Concern for safety – 3 incidents

Police generated response – 3

Missing person – 2

Suspicious activity – 2

Violence/ harassment/ threat to life – 2

Nuisance anti-social behaviour – 2

Pre-planned events – 2

Suspicious package – 1

Personal antisocial behaviour – 1

Collapse/ illness/ injury/ trapped – 1

Crime – 1

There are currently four Cathedral Constables in Chester, including Chris Jones who is both operations manager and Head Constable.

He was appointed in December 2011 to lead a small team to maintain security and keep good order within the cathedral and its precincts.

Chris was joined by three former officers from Cheshire Special Constabulary who became cathedral constables in 2017.

There are four Cathedrals in England which employ constables to keep watch - Canterbury, York, Liverpool, and Chester.

The Cathedral Constables website states: “Constables are few in number, around 50 in England. But they are trained, well resourced, and skilled in ensuring the Cathedrals they serve, their communities, worshippers, and visitors, are kept safe and secure.”

They wear blue/white chequered cap bands and a crowned cap badge, carry batons, and are authorised to use “reasonable force” to carry out their duties.

The Standard spoke to Chris earlier this year about the problems with antisocial behaviour in and around the cathedral.

Issues are often caused by homeless people who use the spacious grounds as a place to congregate and take drugs.

He recounted one incident of a man who had stripped down to his underpants to wade into the pond and retrieve money people had thrown in.

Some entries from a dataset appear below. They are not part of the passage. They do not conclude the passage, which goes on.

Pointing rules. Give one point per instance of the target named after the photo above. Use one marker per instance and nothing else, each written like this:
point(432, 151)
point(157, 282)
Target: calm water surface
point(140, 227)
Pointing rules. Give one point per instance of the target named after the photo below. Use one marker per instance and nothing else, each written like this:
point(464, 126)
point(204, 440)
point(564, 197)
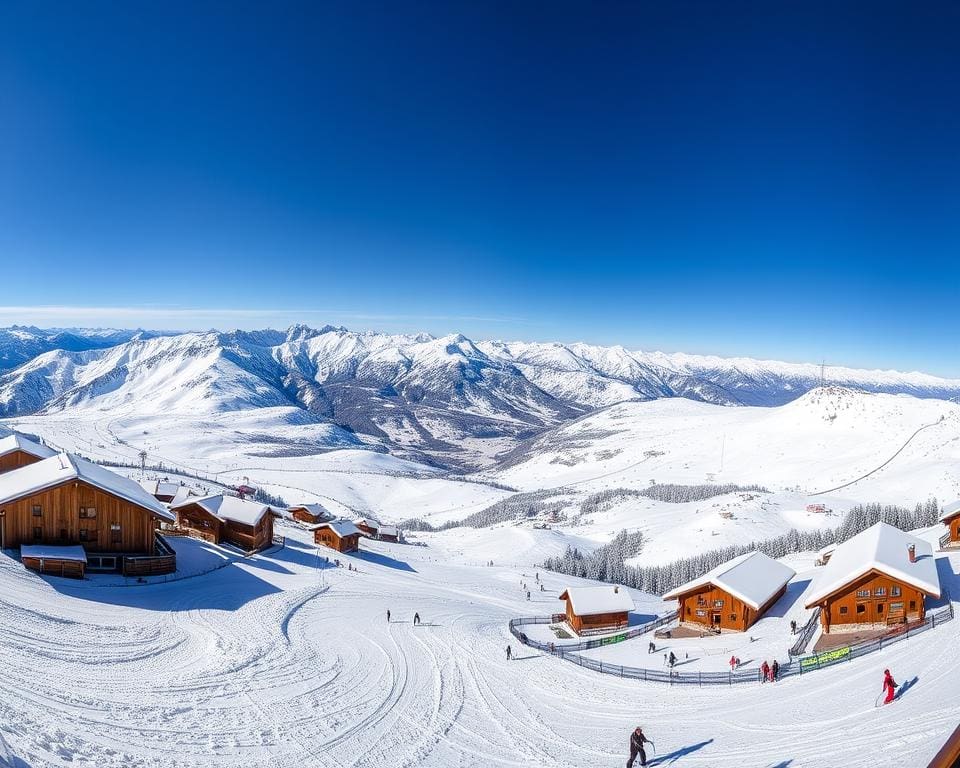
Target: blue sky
point(774, 180)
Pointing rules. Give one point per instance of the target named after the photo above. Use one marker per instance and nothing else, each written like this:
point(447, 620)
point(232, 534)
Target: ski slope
point(274, 661)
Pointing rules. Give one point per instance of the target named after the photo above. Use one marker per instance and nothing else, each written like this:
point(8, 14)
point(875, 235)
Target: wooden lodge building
point(733, 595)
point(220, 518)
point(951, 519)
point(341, 535)
point(17, 452)
point(593, 610)
point(64, 504)
point(310, 513)
point(882, 576)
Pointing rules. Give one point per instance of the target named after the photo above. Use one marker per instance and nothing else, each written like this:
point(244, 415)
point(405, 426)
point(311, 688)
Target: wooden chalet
point(220, 518)
point(951, 519)
point(17, 452)
point(341, 535)
point(592, 610)
point(733, 595)
point(368, 526)
point(64, 502)
point(880, 577)
point(310, 513)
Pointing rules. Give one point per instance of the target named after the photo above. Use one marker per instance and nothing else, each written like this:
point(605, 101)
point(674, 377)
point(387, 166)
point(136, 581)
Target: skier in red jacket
point(889, 686)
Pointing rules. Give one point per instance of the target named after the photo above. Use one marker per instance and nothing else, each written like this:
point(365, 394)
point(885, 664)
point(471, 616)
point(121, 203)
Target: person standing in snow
point(889, 686)
point(637, 740)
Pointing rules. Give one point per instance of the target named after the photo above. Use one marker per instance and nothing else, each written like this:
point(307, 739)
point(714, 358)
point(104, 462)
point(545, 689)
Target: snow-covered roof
point(589, 601)
point(230, 508)
point(753, 578)
point(950, 510)
point(64, 467)
point(340, 527)
point(12, 443)
point(52, 552)
point(882, 548)
point(317, 510)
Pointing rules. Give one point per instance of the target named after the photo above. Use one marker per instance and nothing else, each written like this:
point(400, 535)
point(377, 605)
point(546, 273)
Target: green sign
point(827, 657)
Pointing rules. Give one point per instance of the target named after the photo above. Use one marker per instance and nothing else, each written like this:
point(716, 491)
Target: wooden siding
point(328, 538)
point(70, 568)
point(877, 603)
point(200, 523)
point(712, 606)
point(16, 459)
point(59, 521)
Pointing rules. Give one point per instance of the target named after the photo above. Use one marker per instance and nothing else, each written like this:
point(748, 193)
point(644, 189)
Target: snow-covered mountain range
point(446, 399)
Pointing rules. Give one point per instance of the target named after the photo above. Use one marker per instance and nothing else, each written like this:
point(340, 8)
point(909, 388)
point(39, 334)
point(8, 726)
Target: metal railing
point(798, 665)
point(800, 646)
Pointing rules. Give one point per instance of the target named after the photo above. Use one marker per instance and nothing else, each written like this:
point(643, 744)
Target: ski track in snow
point(271, 662)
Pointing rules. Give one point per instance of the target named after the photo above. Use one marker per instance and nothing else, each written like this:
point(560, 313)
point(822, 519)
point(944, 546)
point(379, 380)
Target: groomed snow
point(590, 601)
point(883, 548)
point(754, 578)
point(63, 468)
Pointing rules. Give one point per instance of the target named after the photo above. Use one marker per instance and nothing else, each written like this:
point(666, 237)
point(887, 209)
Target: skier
point(889, 686)
point(637, 740)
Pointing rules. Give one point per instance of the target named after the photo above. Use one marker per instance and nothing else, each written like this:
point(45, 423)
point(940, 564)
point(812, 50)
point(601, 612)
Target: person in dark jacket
point(637, 740)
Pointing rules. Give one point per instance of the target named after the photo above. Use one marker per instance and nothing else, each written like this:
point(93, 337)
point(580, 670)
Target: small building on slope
point(368, 526)
point(221, 518)
point(310, 513)
point(341, 535)
point(592, 610)
point(63, 502)
point(733, 595)
point(17, 452)
point(879, 577)
point(951, 519)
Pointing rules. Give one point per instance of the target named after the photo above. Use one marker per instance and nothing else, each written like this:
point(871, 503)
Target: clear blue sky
point(771, 179)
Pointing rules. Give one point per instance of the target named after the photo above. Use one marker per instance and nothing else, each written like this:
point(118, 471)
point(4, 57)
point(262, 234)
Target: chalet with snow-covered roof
point(592, 610)
point(64, 502)
point(17, 451)
point(341, 535)
point(220, 518)
point(879, 577)
point(733, 595)
point(388, 533)
point(310, 513)
point(951, 519)
point(368, 526)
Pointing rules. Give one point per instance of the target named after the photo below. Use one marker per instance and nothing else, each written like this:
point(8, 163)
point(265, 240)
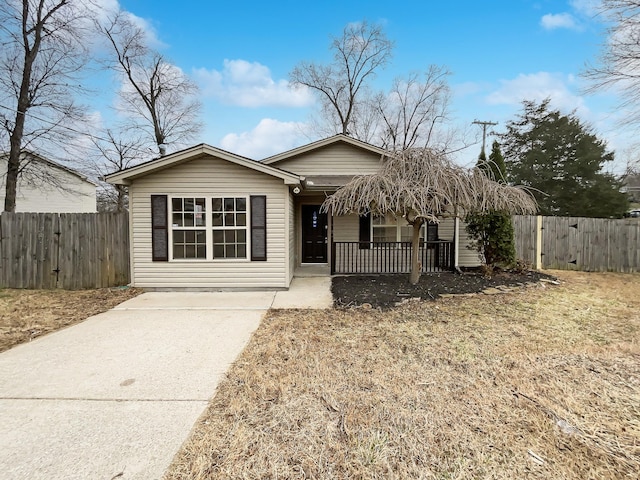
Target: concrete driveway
point(116, 395)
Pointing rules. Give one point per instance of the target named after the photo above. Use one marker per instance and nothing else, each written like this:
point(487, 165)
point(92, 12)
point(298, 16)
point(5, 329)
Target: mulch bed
point(386, 291)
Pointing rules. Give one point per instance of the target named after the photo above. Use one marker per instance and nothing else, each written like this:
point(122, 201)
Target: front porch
point(390, 257)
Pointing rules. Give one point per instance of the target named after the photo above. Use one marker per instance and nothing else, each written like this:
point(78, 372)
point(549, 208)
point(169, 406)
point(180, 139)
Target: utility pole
point(484, 131)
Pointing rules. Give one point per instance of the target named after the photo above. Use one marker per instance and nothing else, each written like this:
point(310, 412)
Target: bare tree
point(422, 185)
point(357, 55)
point(414, 109)
point(116, 150)
point(158, 96)
point(42, 55)
point(618, 65)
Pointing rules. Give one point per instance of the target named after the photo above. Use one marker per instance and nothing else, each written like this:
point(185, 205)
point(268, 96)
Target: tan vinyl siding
point(208, 176)
point(467, 257)
point(336, 159)
point(292, 237)
point(346, 228)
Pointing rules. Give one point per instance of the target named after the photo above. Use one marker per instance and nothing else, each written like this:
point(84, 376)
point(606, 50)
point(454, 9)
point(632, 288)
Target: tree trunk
point(416, 265)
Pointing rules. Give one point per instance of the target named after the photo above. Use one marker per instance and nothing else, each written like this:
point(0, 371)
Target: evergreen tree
point(492, 232)
point(562, 161)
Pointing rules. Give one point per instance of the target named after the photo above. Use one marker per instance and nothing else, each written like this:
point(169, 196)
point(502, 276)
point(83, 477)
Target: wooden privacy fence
point(64, 250)
point(577, 243)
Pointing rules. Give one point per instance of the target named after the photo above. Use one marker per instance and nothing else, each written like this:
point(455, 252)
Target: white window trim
point(208, 228)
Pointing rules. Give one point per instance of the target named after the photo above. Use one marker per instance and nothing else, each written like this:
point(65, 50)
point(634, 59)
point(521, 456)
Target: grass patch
point(540, 383)
point(28, 314)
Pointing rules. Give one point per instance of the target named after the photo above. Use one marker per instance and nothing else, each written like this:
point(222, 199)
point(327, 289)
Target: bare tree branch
point(358, 54)
point(160, 99)
point(618, 65)
point(41, 58)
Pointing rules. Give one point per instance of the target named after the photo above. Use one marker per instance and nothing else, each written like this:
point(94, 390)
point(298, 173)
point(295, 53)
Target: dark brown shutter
point(159, 232)
point(258, 228)
point(365, 232)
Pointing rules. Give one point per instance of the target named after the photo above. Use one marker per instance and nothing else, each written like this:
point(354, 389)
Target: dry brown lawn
point(28, 314)
point(540, 383)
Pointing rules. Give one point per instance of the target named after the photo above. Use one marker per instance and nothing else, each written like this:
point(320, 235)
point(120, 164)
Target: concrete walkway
point(116, 395)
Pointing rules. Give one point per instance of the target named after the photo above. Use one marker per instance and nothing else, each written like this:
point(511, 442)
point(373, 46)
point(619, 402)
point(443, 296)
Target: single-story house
point(45, 186)
point(207, 218)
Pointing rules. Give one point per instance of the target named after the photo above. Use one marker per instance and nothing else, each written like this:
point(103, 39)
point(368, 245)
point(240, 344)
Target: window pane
point(384, 234)
point(200, 211)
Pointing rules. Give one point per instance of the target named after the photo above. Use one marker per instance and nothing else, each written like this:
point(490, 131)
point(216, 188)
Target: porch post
point(456, 242)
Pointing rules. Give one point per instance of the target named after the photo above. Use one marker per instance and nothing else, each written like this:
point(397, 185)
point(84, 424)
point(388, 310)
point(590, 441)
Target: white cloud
point(552, 21)
point(150, 33)
point(267, 138)
point(586, 7)
point(248, 84)
point(537, 87)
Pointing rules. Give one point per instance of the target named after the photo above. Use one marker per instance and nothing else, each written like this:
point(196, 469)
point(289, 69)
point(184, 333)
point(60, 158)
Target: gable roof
point(41, 159)
point(124, 177)
point(339, 138)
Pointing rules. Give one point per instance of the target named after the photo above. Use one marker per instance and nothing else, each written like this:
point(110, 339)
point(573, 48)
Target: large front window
point(208, 228)
point(188, 216)
point(229, 227)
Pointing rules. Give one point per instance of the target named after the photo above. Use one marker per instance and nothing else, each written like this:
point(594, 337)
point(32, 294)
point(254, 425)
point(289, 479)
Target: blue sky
point(499, 52)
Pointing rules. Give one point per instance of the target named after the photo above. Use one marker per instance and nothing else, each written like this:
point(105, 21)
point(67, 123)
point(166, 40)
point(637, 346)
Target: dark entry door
point(314, 235)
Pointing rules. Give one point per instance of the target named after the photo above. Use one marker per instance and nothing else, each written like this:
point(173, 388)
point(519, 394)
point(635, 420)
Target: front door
point(314, 235)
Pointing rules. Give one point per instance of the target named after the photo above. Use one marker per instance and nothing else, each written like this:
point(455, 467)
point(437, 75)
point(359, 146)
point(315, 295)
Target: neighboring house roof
point(339, 138)
point(125, 177)
point(39, 158)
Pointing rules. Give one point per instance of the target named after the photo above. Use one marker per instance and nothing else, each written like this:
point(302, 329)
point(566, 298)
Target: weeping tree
point(422, 185)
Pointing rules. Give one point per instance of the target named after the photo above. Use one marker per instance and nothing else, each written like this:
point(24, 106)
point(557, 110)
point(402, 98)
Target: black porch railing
point(389, 257)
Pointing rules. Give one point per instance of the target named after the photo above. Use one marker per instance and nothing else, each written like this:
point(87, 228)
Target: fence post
point(538, 251)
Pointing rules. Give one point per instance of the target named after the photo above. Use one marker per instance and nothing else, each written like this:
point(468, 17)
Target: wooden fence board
point(576, 243)
point(71, 251)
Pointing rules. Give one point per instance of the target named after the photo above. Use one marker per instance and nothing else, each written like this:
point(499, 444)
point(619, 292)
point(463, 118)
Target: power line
point(484, 131)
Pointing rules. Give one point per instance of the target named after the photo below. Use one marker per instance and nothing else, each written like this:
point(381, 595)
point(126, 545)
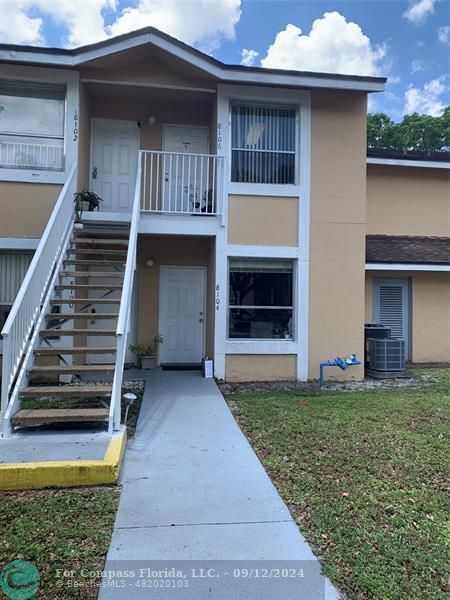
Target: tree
point(414, 132)
point(381, 131)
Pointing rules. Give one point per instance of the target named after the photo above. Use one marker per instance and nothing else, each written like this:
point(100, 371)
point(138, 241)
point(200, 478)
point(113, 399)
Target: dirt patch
point(312, 387)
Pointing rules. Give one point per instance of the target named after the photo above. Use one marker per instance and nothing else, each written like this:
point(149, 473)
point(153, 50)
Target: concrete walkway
point(195, 496)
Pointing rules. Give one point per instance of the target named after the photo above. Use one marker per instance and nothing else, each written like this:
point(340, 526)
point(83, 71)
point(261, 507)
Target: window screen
point(263, 144)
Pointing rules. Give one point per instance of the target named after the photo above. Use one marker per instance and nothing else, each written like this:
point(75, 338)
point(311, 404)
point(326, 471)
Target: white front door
point(181, 314)
point(391, 307)
point(114, 163)
point(185, 178)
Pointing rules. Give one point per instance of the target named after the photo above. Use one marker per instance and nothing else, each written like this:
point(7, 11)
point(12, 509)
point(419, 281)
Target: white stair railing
point(21, 330)
point(123, 322)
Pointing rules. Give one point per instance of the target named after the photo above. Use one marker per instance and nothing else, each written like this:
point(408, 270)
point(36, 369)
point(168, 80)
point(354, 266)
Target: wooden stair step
point(90, 316)
point(32, 418)
point(100, 242)
point(99, 233)
point(72, 369)
point(75, 350)
point(74, 261)
point(88, 286)
point(66, 391)
point(92, 274)
point(66, 332)
point(97, 251)
point(57, 301)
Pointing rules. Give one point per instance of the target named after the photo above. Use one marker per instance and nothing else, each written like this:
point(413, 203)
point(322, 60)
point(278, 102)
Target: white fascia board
point(230, 74)
point(406, 267)
point(19, 243)
point(403, 162)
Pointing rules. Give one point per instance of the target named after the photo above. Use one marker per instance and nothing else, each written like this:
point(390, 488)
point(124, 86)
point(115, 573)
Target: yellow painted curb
point(70, 473)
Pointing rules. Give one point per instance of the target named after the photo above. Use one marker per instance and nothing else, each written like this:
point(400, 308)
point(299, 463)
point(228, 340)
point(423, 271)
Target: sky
point(407, 41)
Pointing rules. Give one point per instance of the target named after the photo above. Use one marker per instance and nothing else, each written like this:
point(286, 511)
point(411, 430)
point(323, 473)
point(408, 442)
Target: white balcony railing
point(177, 183)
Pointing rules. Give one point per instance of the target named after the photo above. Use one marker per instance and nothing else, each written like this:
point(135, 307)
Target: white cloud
point(431, 99)
point(333, 45)
point(417, 65)
point(248, 57)
point(418, 12)
point(444, 34)
point(83, 19)
point(16, 27)
point(205, 23)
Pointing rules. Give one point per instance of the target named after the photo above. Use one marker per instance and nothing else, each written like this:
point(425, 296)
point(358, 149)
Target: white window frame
point(71, 120)
point(263, 345)
point(232, 94)
point(254, 104)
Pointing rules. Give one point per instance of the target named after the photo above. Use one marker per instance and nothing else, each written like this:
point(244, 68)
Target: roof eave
point(224, 73)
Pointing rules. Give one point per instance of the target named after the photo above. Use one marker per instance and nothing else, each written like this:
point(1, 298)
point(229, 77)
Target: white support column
point(304, 218)
point(220, 287)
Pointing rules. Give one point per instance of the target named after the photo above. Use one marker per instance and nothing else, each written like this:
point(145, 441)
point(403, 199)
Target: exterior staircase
point(70, 377)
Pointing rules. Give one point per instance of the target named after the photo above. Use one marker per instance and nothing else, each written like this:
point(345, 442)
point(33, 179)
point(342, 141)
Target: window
point(260, 299)
point(31, 126)
point(263, 144)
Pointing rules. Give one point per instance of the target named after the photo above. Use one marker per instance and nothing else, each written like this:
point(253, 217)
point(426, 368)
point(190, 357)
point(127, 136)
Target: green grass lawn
point(365, 475)
point(59, 529)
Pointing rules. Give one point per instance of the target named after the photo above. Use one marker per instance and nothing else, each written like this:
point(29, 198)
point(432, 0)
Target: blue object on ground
point(342, 363)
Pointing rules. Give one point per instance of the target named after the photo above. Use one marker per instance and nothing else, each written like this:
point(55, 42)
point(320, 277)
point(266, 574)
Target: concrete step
point(90, 316)
point(58, 301)
point(66, 332)
point(99, 241)
point(66, 391)
point(71, 369)
point(33, 418)
point(87, 286)
point(113, 274)
point(75, 350)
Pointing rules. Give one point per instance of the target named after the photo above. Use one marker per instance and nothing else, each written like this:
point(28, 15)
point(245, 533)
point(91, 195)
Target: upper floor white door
point(185, 178)
point(114, 163)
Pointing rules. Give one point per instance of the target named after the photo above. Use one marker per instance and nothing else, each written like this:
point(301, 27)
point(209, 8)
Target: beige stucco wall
point(338, 228)
point(408, 201)
point(25, 208)
point(84, 139)
point(260, 367)
point(430, 312)
point(262, 220)
point(169, 251)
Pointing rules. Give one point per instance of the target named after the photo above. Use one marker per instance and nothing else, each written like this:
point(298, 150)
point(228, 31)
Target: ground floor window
point(260, 299)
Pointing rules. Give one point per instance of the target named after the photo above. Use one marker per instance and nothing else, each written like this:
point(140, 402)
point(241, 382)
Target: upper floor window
point(32, 126)
point(263, 141)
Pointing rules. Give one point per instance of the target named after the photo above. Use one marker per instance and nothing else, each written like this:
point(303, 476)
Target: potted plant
point(83, 198)
point(147, 353)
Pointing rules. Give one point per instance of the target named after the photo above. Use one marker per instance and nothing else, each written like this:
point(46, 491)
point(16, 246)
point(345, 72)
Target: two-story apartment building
point(242, 193)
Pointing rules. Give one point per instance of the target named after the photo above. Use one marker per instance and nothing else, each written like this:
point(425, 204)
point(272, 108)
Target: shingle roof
point(407, 249)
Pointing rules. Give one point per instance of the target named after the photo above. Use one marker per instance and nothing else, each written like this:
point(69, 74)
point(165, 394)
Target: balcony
point(182, 184)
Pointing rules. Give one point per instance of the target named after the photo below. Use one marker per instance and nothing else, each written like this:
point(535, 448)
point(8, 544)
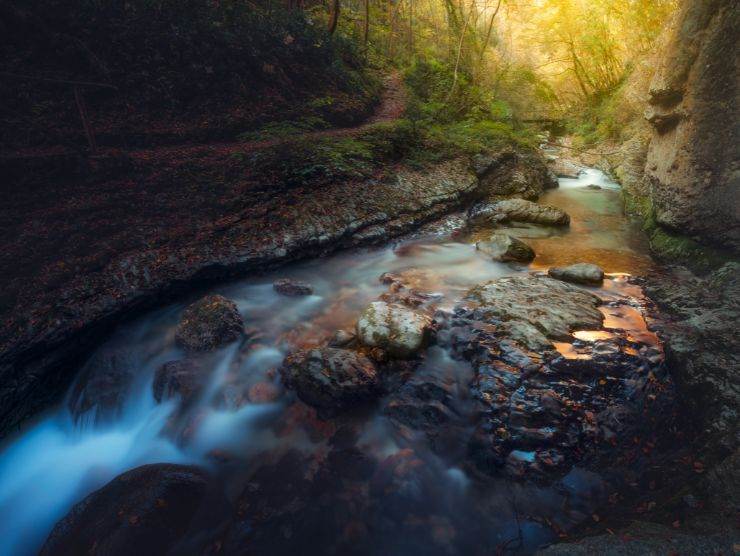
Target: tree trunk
point(366, 29)
point(333, 16)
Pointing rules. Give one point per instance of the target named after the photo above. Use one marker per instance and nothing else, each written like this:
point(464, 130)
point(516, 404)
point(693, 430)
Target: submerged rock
point(565, 168)
point(534, 310)
point(513, 173)
point(184, 378)
point(400, 331)
point(144, 511)
point(292, 288)
point(209, 323)
point(538, 411)
point(103, 384)
point(518, 210)
point(505, 248)
point(579, 273)
point(331, 379)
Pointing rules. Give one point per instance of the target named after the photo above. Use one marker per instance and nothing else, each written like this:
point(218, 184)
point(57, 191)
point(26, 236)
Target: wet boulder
point(579, 273)
point(209, 323)
point(104, 381)
point(143, 511)
point(292, 288)
point(514, 173)
point(542, 402)
point(397, 329)
point(565, 168)
point(331, 379)
point(517, 210)
point(505, 248)
point(534, 310)
point(184, 378)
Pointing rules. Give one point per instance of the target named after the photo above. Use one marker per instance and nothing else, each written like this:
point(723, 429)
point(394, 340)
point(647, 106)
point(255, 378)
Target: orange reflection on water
point(593, 335)
point(628, 318)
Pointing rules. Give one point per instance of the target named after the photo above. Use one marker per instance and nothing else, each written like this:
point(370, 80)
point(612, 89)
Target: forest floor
point(391, 107)
point(97, 239)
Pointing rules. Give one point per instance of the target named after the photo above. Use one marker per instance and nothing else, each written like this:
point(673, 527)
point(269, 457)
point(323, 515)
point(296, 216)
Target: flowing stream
point(57, 460)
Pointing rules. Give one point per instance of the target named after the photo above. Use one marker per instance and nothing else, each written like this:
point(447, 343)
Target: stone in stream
point(184, 378)
point(399, 330)
point(331, 379)
point(536, 412)
point(104, 381)
point(513, 173)
point(143, 511)
point(534, 310)
point(579, 273)
point(517, 210)
point(292, 288)
point(565, 168)
point(209, 323)
point(505, 248)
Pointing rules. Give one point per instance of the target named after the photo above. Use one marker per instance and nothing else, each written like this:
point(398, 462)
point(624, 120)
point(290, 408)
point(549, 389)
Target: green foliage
point(306, 160)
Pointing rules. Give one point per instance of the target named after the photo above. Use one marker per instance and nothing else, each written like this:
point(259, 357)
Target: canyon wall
point(691, 174)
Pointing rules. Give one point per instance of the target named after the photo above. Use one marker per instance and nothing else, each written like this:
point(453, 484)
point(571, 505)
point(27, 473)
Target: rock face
point(504, 248)
point(513, 173)
point(183, 378)
point(292, 288)
point(565, 168)
point(102, 386)
point(144, 511)
point(693, 159)
point(400, 331)
point(331, 379)
point(209, 323)
point(702, 350)
point(535, 310)
point(579, 273)
point(537, 410)
point(518, 210)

Another man found sleeping in the knave told people he was “armed and dangerous”, which could have ended in an armed police response.

“We don't stop anyone coming into our building unless they've been violent or aggressive to the staff,” Chris said.

Drug use in the public toilets was also a “constant battle”, he added.

Contractors have suffered needle injuries and on one occasion a group of school children got a shock when they found a box of needles.

“Some people are sympathetic to the building but there are others who just throw the sharps straight into the nappy bins,” Chris said.

People passed out in gardens after taking drugs such as Spice has also become a problem and it was not uncommon for Cathedral Constables to have to call for ambulances.